BYD, a leading Chinese automaker, has seen significant success in the European market. In March 2025, its BEV sales more than doubled to 4,633 units compared to the previous year. However, the company's PHEV sales now nearly match these figures, indicating a significant shift in focus towards PHEVs. In the same month, BYD and Chery sold 3,269 and 757 PHEVs, respectively, in the European Union markets.

The increased sales of PHEVs by both BYD and Chery suggest a strategic move to avoid EU tariffs on BEVs. The demand for BEVs by European consumers is slowing, leading to companies like Stellantis joint venture partner Leapmotor offering a gas-generator extended-range electric vehicle powertrain option for its new C10 midsize SUV.

Didi Bostock, membership editor for Rho Motion, stated that the shift towards hybrids by Chinese brands was expected and a result of finding a "backdoor" to the EU market. The switch to hybrids is a clear move by Chinese brands to avoid EU tariffs on their BEVs, in addition to the EU's standard 10% import duty. This is a significant increase from virtually none at all since the European Union introduced tariffs against automakers whose BEVs were judged to be unfairly subsidized by the Chinese state last summer.

The negotiations between the EU and China to relax some tariffs are in response to punishing tariffs on automobiles imposed by the U.S., which are affecting both trading partners' auto industries. This temporary move towards hybrid vehicles by Chinese brands is expected to change as these negotiations progress.

In summary, Chinese BEV exports to the EU have remained resilient despite tariffs, sales of Chinese PHEVs and HEVs (not subject to the tariffs) have grown significantly, Chinese automakers are increasingly localizing production within the EU to reduce tariff exposure, and pricing is moderated by political considerations to avoid triggering further trade restrictions. This flexible and multifaceted response enables Chinese manufacturers to sustain their European market presence while adapting to the tariff environment.
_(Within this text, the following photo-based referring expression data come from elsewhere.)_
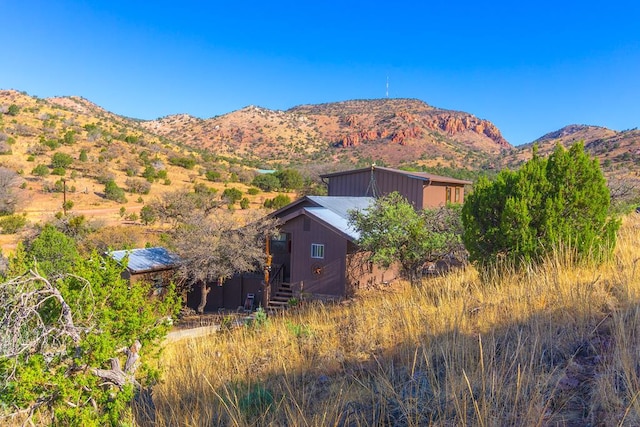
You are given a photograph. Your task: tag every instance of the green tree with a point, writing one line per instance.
(71, 347)
(213, 175)
(147, 215)
(113, 192)
(561, 202)
(232, 195)
(13, 110)
(280, 201)
(266, 182)
(290, 179)
(392, 231)
(52, 252)
(12, 224)
(61, 160)
(40, 170)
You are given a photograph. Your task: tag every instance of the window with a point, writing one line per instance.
(317, 250)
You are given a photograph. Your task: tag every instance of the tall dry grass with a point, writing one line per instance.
(555, 345)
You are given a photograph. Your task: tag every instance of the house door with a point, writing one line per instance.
(281, 253)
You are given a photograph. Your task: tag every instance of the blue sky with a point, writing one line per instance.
(530, 68)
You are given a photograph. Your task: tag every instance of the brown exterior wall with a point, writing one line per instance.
(230, 295)
(363, 274)
(435, 194)
(331, 280)
(158, 279)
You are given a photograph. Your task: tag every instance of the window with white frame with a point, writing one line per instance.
(317, 250)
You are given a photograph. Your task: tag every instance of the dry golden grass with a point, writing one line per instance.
(557, 345)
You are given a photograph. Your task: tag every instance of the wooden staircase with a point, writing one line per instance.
(279, 300)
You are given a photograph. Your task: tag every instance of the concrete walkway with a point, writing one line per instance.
(202, 331)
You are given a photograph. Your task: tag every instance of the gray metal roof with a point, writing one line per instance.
(341, 205)
(423, 176)
(334, 211)
(146, 259)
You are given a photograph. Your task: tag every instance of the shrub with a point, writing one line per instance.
(185, 162)
(232, 195)
(148, 215)
(137, 186)
(290, 179)
(213, 175)
(113, 192)
(12, 224)
(61, 160)
(40, 170)
(266, 182)
(280, 201)
(548, 204)
(13, 110)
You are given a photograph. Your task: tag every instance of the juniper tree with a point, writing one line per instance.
(550, 203)
(72, 340)
(392, 231)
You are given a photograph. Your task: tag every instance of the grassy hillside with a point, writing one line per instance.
(98, 146)
(556, 345)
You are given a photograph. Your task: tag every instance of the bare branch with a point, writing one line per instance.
(22, 325)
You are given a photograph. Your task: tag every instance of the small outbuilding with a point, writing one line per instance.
(154, 265)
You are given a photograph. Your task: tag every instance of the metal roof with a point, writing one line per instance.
(423, 176)
(146, 259)
(341, 205)
(334, 211)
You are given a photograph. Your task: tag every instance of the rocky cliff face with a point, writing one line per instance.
(405, 126)
(397, 131)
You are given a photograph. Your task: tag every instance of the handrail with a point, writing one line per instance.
(278, 277)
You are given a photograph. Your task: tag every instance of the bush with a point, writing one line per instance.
(232, 195)
(40, 170)
(266, 182)
(290, 179)
(13, 110)
(185, 162)
(557, 203)
(148, 215)
(12, 224)
(280, 201)
(61, 160)
(213, 175)
(137, 186)
(113, 192)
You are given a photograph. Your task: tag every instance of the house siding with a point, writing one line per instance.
(331, 281)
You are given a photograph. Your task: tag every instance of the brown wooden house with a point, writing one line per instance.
(315, 253)
(423, 190)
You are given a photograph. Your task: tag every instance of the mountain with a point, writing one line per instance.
(51, 145)
(395, 131)
(149, 158)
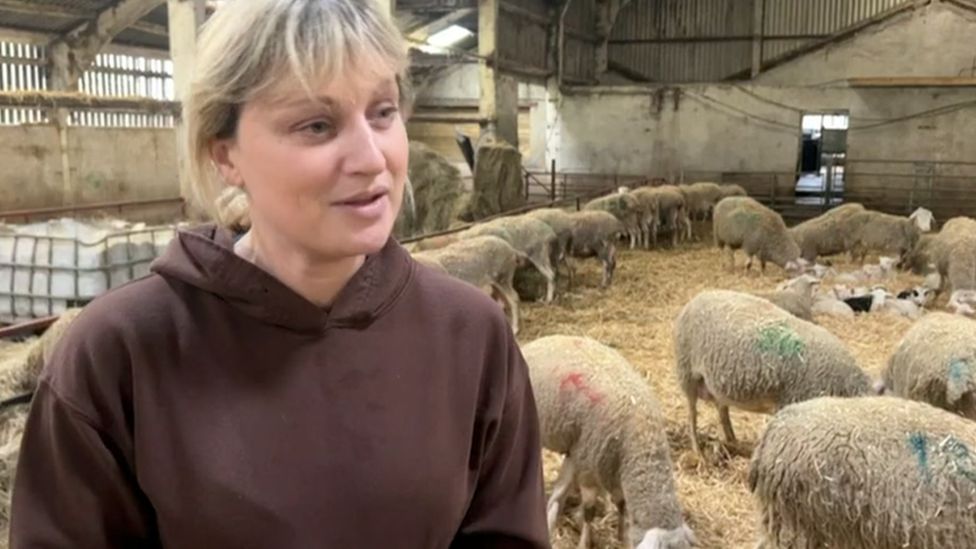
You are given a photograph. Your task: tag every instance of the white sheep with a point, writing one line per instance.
(596, 410)
(935, 362)
(533, 237)
(868, 473)
(738, 350)
(742, 222)
(484, 262)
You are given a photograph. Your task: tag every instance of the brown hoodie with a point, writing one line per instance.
(210, 406)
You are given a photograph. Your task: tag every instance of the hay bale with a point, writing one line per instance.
(437, 190)
(497, 180)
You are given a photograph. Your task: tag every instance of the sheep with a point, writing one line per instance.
(829, 306)
(738, 350)
(485, 261)
(796, 304)
(532, 237)
(871, 473)
(595, 233)
(625, 207)
(881, 232)
(700, 198)
(674, 212)
(731, 189)
(648, 200)
(825, 234)
(935, 362)
(597, 411)
(561, 223)
(741, 222)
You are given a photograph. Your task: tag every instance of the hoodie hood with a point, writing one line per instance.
(203, 257)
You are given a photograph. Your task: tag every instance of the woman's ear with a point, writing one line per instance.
(223, 160)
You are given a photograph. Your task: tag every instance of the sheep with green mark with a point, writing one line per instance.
(741, 351)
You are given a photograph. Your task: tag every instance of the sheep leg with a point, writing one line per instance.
(608, 256)
(564, 481)
(730, 264)
(622, 519)
(589, 492)
(723, 416)
(693, 420)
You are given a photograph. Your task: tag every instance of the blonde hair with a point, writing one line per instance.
(248, 46)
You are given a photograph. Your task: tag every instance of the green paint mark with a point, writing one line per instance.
(782, 340)
(919, 446)
(950, 455)
(958, 370)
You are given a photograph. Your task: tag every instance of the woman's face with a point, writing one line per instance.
(325, 176)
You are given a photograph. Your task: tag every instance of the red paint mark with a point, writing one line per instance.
(574, 381)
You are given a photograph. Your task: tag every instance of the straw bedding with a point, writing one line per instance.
(635, 315)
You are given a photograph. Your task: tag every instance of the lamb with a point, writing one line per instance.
(561, 223)
(486, 261)
(648, 200)
(741, 222)
(742, 351)
(674, 212)
(701, 198)
(596, 410)
(935, 362)
(825, 234)
(595, 233)
(870, 473)
(625, 208)
(883, 233)
(532, 237)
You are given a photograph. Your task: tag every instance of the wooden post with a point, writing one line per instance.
(498, 102)
(185, 17)
(758, 20)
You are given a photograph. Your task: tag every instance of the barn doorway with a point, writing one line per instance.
(823, 152)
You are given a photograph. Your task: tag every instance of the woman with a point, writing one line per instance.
(307, 385)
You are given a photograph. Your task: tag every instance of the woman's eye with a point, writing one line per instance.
(319, 127)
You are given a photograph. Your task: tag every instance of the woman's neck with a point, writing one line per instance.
(318, 281)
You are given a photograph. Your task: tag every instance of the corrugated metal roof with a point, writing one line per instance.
(706, 40)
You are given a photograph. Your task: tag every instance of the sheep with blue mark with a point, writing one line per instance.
(935, 362)
(866, 473)
(741, 351)
(597, 411)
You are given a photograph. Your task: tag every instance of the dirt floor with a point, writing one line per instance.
(635, 316)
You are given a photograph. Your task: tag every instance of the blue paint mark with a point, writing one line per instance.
(958, 370)
(959, 457)
(919, 446)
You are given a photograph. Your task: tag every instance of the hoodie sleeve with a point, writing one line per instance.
(508, 506)
(72, 489)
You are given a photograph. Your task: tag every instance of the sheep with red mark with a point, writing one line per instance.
(738, 350)
(596, 410)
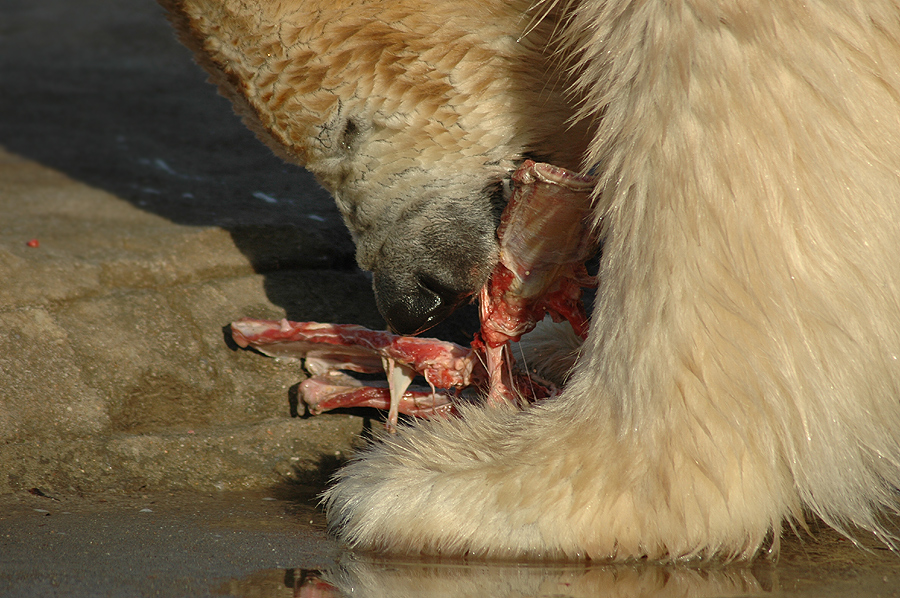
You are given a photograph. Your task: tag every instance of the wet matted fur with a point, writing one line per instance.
(742, 365)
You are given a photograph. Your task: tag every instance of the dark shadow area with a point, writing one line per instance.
(103, 92)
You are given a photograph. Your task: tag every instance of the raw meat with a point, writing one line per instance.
(540, 272)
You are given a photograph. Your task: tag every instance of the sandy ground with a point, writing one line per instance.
(140, 452)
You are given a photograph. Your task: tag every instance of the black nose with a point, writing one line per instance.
(412, 303)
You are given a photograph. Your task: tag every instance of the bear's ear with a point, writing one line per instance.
(237, 43)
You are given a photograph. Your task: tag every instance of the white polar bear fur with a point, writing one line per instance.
(741, 370)
(742, 364)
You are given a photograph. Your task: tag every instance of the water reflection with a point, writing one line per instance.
(360, 577)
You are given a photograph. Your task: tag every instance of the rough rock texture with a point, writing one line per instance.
(160, 219)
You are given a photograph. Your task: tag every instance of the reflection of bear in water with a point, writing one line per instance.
(742, 364)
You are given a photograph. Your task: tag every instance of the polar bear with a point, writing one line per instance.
(741, 371)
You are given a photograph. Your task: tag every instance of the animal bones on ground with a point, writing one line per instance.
(540, 272)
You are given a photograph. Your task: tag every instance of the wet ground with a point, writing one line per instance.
(273, 544)
(140, 453)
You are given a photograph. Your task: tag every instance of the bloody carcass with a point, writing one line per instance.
(545, 238)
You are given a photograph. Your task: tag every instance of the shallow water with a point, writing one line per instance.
(254, 545)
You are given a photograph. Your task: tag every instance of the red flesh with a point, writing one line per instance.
(544, 241)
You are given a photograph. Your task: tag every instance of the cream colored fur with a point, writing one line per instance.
(742, 365)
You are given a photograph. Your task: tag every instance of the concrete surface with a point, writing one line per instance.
(159, 220)
(142, 454)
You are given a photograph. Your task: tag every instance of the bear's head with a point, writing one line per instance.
(412, 113)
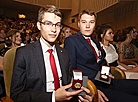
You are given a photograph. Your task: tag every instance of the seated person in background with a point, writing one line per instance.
(86, 54)
(127, 50)
(13, 39)
(66, 32)
(37, 77)
(105, 35)
(2, 35)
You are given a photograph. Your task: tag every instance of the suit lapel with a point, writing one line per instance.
(37, 50)
(60, 54)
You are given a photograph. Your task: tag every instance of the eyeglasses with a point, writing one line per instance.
(68, 32)
(50, 24)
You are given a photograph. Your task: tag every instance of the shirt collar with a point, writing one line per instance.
(45, 47)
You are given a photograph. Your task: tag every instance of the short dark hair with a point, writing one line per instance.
(89, 12)
(50, 9)
(127, 31)
(102, 29)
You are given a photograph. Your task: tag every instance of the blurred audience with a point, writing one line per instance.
(105, 35)
(2, 35)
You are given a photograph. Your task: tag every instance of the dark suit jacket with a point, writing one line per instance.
(82, 55)
(29, 74)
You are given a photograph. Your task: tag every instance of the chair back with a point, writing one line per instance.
(118, 73)
(8, 63)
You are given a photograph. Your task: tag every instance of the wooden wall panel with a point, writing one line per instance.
(120, 23)
(27, 1)
(46, 2)
(65, 4)
(130, 20)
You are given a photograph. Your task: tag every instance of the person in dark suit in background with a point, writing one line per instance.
(87, 54)
(34, 77)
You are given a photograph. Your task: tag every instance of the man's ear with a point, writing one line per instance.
(78, 24)
(10, 37)
(101, 35)
(38, 25)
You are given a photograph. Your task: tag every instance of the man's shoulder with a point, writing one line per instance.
(27, 47)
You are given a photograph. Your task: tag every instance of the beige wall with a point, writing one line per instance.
(122, 17)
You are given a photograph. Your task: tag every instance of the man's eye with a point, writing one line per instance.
(47, 23)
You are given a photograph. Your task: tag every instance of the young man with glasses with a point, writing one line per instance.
(42, 69)
(86, 54)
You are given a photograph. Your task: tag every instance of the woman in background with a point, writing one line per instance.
(105, 35)
(66, 32)
(127, 50)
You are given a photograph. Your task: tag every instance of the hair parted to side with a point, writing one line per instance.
(89, 12)
(49, 9)
(102, 29)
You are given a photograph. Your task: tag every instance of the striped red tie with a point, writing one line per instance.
(54, 69)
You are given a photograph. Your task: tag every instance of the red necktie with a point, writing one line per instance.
(54, 70)
(92, 48)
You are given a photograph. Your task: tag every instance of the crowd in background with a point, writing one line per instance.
(20, 32)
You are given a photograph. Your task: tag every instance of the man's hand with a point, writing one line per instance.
(61, 94)
(101, 96)
(111, 76)
(88, 97)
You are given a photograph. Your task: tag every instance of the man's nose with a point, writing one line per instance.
(87, 25)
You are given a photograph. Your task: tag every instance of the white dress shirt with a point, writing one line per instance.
(98, 52)
(49, 75)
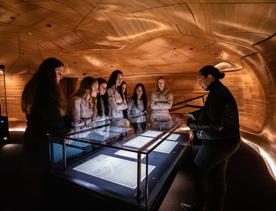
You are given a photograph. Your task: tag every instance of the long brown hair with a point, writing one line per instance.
(165, 91)
(43, 87)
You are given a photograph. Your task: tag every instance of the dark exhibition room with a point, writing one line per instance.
(138, 105)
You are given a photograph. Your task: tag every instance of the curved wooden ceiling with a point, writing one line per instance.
(146, 38)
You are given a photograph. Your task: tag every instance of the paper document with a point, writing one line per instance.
(116, 170)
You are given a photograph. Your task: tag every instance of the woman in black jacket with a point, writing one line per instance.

  1. The resilience of Chinese BEV exports and the significant growth of Chinese PHEV and HEV sales indicate an strategies adaptation by Chinese automakers to maintain a strong presence in the European Union, leveraging technology such as hybrid vehicles and local production facilities.
  2. In response to tariffs imposed on battery-electric vehicles in the European Union, Didi Bostock, a membership editor for Rho Motion, pointed out that the shift towards hybrids by Chinese brands was a finding of a "backdoor" to the EU market, resulting from a strategic move to avoid tariffs using technology like hybrid vehicles while awaiting negotiations to relax some tariffs.